"You just take your app and put it in a container, then put that container in a pod, which is in a replica set with some other apps in their own containers, which is on a node in a cluster in a datacenter somewhere! Oh and the replica set is amongst a deployment. And if you want to talk to the outside world you'll need a sidecar with ngnix which is an app in a container in your pod. Or your deployment. But it's different than your app. Time to get kubectl and minikube installed..." People act like all these concepts are taught in beginner CS classes.
Kubernetes has some great attributes, but being simple isn't one. I feel sometimes that Google really pulled one on us, and this is just training people to treat the entire system as a black box, locking them in to services only top tier cloud companies have the expertise to provide and maintain reliably.

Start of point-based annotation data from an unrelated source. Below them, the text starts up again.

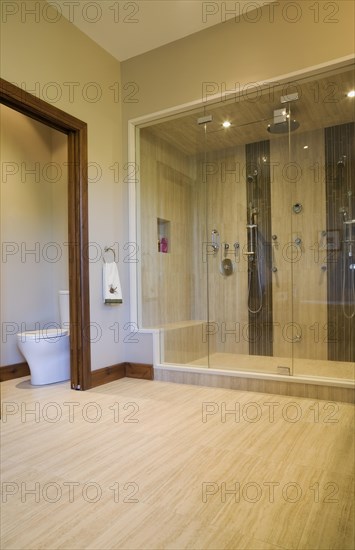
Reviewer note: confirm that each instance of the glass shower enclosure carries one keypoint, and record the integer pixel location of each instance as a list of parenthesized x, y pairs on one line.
[(247, 230)]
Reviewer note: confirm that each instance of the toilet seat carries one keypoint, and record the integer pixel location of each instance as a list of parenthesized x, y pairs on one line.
[(42, 334)]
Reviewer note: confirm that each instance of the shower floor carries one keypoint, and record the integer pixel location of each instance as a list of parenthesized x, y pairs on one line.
[(258, 363)]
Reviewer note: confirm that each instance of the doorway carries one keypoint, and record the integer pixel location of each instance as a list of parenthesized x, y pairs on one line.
[(76, 131)]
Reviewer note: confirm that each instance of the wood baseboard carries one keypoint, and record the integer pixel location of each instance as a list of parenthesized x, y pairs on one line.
[(14, 371), (139, 370), (107, 374), (98, 377)]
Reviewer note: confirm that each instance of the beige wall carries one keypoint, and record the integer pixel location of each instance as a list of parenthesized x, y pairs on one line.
[(240, 52), (63, 66)]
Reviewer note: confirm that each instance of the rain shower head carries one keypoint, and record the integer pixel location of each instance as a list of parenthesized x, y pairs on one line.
[(283, 127), (282, 122)]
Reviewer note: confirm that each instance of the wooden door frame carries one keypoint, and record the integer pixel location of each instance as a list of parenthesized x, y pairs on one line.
[(76, 130)]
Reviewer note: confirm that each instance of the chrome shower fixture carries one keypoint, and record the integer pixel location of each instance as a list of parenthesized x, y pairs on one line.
[(342, 161), (215, 240), (251, 178), (282, 122), (204, 119)]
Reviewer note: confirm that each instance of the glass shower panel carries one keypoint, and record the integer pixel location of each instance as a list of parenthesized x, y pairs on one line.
[(323, 226), (171, 211)]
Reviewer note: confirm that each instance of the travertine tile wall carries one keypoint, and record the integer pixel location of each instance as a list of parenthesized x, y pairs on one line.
[(196, 201)]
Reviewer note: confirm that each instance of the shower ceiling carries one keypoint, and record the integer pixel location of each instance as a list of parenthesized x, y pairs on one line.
[(322, 102)]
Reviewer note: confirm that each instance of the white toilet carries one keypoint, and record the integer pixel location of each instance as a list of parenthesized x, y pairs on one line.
[(47, 351)]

Only a few people need to know all the details. We have many developers that know absolutely nothing how this stuff works. They only know that they push code, and a container falls off the other side, which can even be installed automatically.
Also, you don't need sidecars. Add a k8s ingress, or even deploy a separate nginx that will do this for you (we use the second option). Developers do not care.
I'm starting to think that minikube is an anti-pattern.
I think you’re overestimating complexity based on lack of familiarity.
You do not have to use CoreOS, you do not need PXE boot. That's one of the possible ways.
What you do need is a handful of containers, and an overlay network. Which, if you do not want to manage, you can sign up for something like Google Cloud and let them manage it for you.
Currently running a application on anything is always complex in any kind of sense.